The merits of the Passion are infinite; what is lacking is our own participation, becoming channels through which that treasury of grace can flow to every person. That process stretches the soul, expanding it outward beyond oneself. Such magnanimity extends to those who care for the sick and suffering, often calling forth heroic self-sacrifice and eliciting deeper wells of love. And God remains neither silent nor indifferent to such pain. He who can no longer suffer, but whose glorified body yet bears the wounds, suffers along with them. The word compassion, evoked by Gov. Hochul in her apologia, literally means co-suffering: accompanying those in pain, carrying that cross with them, and loving them to the end.
That message did not come across to Gov. Hochul in the Mass she attended, perhaps in itself an indictment of modern-day Catholic funerals that are heavy on saccharine sentimentality and light on the sobering reality of death and judgment. Instead, the governor invokes the principles of “choice and freedom,” as she “proudly” connects this legislation to her championing of abortion rights and same-sex marriage. Indeed, there is a through line: Why can a human person considered burdensome or unwanted be legally killed only at the first stages of life but not the last? And the nominalism that attempts to redefine marriage through linguistic gymnastics (“marriage equality”) here employs the same Orwellian tactics, calling the deliberate killing of an innocent person “medical aid” that is not “about shortening life but rather about shortening dying.”
The governor, though, lacks the courage of her own agonized convictions. If this decision is really about “bodily autonomy” and “an individual’s deeply personal decisions,” why limit the right to die only to those who are terminally ill? Why should it otherwise remain a felony in New York State to assist someone in taking his own life? Such is the slippery slope that inevitably follows upon this precedent. Wherever assisted-suicide has become legal, the restrictions have quickly loosened. As seen so many times with abortion, the definition soon expands to cover not just physical health, but mental and emotional health as well.

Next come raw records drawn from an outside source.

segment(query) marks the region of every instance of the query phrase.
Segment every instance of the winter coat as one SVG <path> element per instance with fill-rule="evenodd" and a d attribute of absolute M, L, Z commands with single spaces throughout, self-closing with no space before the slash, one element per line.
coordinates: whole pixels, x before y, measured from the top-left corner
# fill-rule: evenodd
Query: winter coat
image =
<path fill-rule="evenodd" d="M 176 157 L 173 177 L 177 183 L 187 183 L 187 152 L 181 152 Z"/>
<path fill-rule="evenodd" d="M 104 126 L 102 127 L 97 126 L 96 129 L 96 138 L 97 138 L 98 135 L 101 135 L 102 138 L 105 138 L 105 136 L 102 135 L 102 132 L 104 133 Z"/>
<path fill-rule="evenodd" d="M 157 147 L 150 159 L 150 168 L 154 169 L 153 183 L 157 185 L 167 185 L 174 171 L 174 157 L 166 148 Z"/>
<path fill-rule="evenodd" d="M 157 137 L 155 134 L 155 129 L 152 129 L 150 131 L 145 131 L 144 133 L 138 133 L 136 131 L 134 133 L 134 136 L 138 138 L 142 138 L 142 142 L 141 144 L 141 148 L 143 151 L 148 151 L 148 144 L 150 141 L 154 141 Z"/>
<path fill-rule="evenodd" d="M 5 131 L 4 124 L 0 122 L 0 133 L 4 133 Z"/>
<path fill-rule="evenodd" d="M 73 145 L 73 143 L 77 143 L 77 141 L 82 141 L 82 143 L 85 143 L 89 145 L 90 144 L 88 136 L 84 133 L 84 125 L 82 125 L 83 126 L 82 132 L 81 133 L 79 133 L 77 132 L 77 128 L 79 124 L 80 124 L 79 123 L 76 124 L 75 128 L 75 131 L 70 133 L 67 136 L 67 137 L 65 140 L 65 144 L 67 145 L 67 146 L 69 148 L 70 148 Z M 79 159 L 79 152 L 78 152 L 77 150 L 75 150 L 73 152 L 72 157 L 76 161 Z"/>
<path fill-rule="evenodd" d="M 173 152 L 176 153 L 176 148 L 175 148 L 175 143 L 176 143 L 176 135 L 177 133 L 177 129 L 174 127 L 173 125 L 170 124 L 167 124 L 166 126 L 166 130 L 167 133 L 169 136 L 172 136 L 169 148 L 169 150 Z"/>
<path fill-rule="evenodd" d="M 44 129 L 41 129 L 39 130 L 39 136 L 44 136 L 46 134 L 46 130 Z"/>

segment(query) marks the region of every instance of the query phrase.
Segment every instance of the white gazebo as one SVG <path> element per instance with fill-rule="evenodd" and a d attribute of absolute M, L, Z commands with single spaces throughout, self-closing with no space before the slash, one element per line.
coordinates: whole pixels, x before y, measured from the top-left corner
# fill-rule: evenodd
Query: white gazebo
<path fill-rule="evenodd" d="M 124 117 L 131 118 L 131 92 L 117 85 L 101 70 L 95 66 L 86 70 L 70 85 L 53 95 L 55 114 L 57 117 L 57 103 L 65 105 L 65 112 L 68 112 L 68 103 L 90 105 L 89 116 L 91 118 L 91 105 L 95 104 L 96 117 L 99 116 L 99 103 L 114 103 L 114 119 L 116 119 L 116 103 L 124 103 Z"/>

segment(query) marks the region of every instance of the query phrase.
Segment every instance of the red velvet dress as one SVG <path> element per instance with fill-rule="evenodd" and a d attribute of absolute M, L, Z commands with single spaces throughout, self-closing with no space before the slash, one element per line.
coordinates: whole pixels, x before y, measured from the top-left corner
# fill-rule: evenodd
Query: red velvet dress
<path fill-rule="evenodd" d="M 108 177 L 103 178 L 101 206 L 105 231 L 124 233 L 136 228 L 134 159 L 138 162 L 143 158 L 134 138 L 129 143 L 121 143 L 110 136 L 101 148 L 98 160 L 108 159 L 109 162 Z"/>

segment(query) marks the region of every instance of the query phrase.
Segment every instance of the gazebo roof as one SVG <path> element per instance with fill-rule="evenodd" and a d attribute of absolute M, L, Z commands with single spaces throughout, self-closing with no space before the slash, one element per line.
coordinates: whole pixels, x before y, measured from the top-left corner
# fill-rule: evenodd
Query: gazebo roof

For all the guardrails that Hochul touts (for example, a physician must be certain that a patient has less than six months to live, an assessment that presumes divine omniscience), such an expansion becomes inevitable when the “dignity and sanctity of life” are no longer inherent qualities, but now placed on a sliding scale of subjective criteria. Once we admit that life may indeed not be worth living, such guardrails quickly fade into irrelevance. What pressures, even self-imposed, will the dying now face so as not to burden their own loved ones, emotionally and financially? What abuses and errors in judgment will result in an outcome that can be regretted but never reversed? The governor wishes only to allow people to “speed up the inevitable.” But death remains inevitable for every one of us, and its timeline is not ours to determine.
Gov. Hochul concludes her contorted rationale by invoking gauzy language of spending one’s final days “with sunlight streaming through their bedroom window” and hearing “the laughter of their grandkids echoing in the next room.” That is, until the plug is pulled. No, there is no sunlight or laughter in this bill, but only darkness and sorrow. The governor now heads into a re-election campaign having burnished her credentials as a champion of the culture of death, leaving those most vulnerable, at life’s beginning and end, without the legal protections that their God-given dignity demands. Regardless of the outcome in November, Gov. Hochul has made New York a colder, crueler, and more callous state.